As a member of the territorial supreme court, Rouse wrote over two dozen opinions covering a wide range of topics. In Gray v. Noonan, 5 Arizona 167 (1897), he dealt with attachment of property during the execution of a judgement while In re Sydow, 4 Arizona 207 (1894) involved the licensing of shopkeepers. Arizona Lumber and Timber Company v. Mooney, 4 Arizona 366 (1895) dealt with the impact of a hierarchical employment relationship in personal injury cases. Meyers c. Culver, 4 Arizona 145 was concerned with the elections for justices of the peace. In The United States v. Chung Sing, 4 Arizona 217 (1894), Rouse set a pair of precedents. First, he found that while either party in a jury trial could request a particular item be included in a set of jury instructions, the trial judge was not required to honor all requests. Second, a trial judge could set aside a jury's verdict without being overruled by an appellate court provided the judge had evidence to support his actions. Rouse's ruling in Harwood v. Wentworth, 4 Arizona 378 (1895), held that the version of a legislative act certified by the territorial secretary was authoritative even if it differed from version in the legislative journal. This decision was later confirmed by the United States Supreme Court. In Dunbar v. Territory of Arizona, 5 Arizona 184 (1897), Rouse overturned journalist John O. Dunbar's conviction for libeling the governor and territorial secretary because the trial court had both fined and sentenced the defendant to time in a county jail instead of following the normal procedure of sending a convicted defendant to the territorial prison.

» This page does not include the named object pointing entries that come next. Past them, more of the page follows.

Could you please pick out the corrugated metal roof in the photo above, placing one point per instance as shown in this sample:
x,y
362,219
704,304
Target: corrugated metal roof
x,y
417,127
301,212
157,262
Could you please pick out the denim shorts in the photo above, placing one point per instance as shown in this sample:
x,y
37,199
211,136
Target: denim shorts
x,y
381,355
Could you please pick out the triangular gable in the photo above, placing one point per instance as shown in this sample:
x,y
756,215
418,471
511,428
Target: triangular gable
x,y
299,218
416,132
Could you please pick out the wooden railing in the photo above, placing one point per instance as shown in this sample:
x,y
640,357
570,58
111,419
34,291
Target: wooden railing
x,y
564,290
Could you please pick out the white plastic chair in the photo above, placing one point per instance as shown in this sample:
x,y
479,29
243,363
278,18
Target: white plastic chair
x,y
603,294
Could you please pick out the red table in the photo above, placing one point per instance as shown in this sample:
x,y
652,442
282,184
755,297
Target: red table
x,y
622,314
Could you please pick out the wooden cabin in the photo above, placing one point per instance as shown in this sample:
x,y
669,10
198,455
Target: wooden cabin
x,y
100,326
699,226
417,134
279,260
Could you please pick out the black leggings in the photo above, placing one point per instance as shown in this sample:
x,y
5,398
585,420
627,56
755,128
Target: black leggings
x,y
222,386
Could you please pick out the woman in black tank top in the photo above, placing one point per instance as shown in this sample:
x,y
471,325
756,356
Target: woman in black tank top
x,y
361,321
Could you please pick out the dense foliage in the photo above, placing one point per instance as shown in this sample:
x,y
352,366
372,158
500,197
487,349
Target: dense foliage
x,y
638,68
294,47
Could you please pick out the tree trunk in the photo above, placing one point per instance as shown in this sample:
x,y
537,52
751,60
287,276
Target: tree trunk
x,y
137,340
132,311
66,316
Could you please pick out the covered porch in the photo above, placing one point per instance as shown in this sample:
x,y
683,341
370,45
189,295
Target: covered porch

Rouse was close to completing his four-year term when his replacement was appointed. His successor took his oath of office on July 20, 1897. After leaving the bench, Rouse returned to his private legal practice in Tucson. In 1911, he was a candidate for a seat on the Arizona Supreme Court. He continued working at his legal practice until his death.

==Death==
Rouse died on September 8, 1919, in Tucson, Arizona, after suffering a stroke. He was buried in the Masonic section of Tucson's Evergreen Cemetery.